PytorchHow-ToBeginner · 4 min read

How to Use nn.LSTM in PyTorch: Syntax and Example

Use nn.LSTM in PyTorch by creating an LSTM layer with input and hidden sizes, then pass input tensors through it to get output and hidden states. Initialize the LSTM with nn.LSTM(input_size, hidden_size, num_layers) and call it with input shaped as (seq_len, batch, input_size).

📐

Syntax

The nn.LSTM module in PyTorch is initialized with key parameters:

input_size: Number of expected features in the input.
hidden_size: Number of features in the hidden state.
num_layers: Number of stacked LSTM layers (default is 1).

When you call the LSTM, input must be a tensor of shape (sequence_length, batch_size, input_size). The output is a tuple containing:

output: All hidden states for each time step.
(h_n, c_n): The hidden and cell states for the last time step.

python

import torch
import torch.nn as nn

lstm = nn.LSTM(input_size=10, hidden_size=20, num_layers=2)
input = torch.randn(5, 3, 10)  # seq_len=5, batch=3, input_size=10
output, (h_n, c_n) = lstm(input)

💻

Example

This example creates a 2-layer LSTM with input size 4 and hidden size 3. It passes a random input tensor of shape (6, 1, 4) representing 6 time steps, batch size 1, and 4 features. The code prints the output shape and the last hidden state shape.

python

import torch
import torch.nn as nn

# Define LSTM
lstm = nn.LSTM(input_size=4, hidden_size=3, num_layers=2)

# Random input: seq_len=6, batch=1, input_size=4
input = torch.randn(6, 1, 4)

# Forward pass
output, (h_n, c_n) = lstm(input)

print('Output shape:', output.shape)  # (seq_len, batch, hidden_size)
print('Hidden state shape:', h_n.shape)  # (num_layers, batch, hidden_size)

Output

Output shape: torch.Size([6, 1, 3]) Hidden state shape: torch.Size([2, 1, 3])

⚠️

Common Pitfalls

Input shape mismatch: The input must be 3D with shape (seq_len, batch, input_size). Using (batch, seq_len, input_size) will cause errors or wrong results.
Hidden state initialization: If not provided, hidden and cell states default to zeros. For stateful LSTMs, you must pass them explicitly.
Batch size consistency: Batch size must be consistent across input and hidden states.

python

import torch
import torch.nn as nn

lstm = nn.LSTM(input_size=4, hidden_size=3)

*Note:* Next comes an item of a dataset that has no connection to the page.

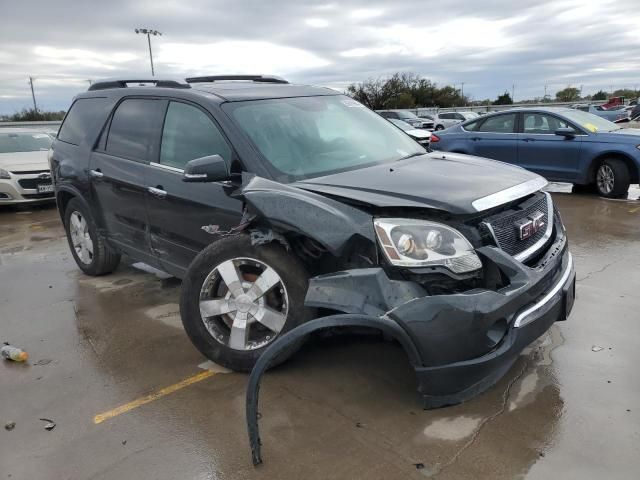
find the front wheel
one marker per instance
(89, 248)
(237, 298)
(612, 178)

# Wrong input shape (batch first instead of seq first)
wrong_input = torch.randn(1, 6, 4)  # batch=1, seq_len=6, input_size=4

try:
    output, (h_n, c_n) = lstm(wrong_input)
except Exception as e:
    print('Error:', e)

# Correct input shape
correct_input = wrong_input.transpose(0, 1)  # (seq_len, batch, input_size)
output, (h_n, c_n) = lstm(correct_input)
print('Output shape with correct input:', output.shape)

Output

Error: Expected 3-dimensional input for 3-dimensional weight [12, 4, 3], but got input of size [1, 6, 4] Output shape with correct input: torch.Size([6, 1, 3])

📊

Quick Reference

Remember these tips when using nn.LSTM:

Input shape: (seq_len, batch, input_size)
Output shape: (seq_len, batch, hidden_size)
Hidden states shape: (num_layers, batch, hidden_size)
Default hidden and cell states are zeros if not provided
Use batch_first=True if you prefer input shape (batch, seq_len, input_size)

✅

Key Takeaways

Initialize nn.LSTM with input_size, hidden_size, and num_layers to define the model.

Input tensors must have shape (sequence_length, batch_size, input_size) unless batch_first=True is set.

The LSTM output includes all hidden states and the final hidden and cell states.

Common errors come from wrong input shapes or mismatched batch sizes.

Use batch_first=True to work with input shape (batch, seq_len, input_size) if preferred.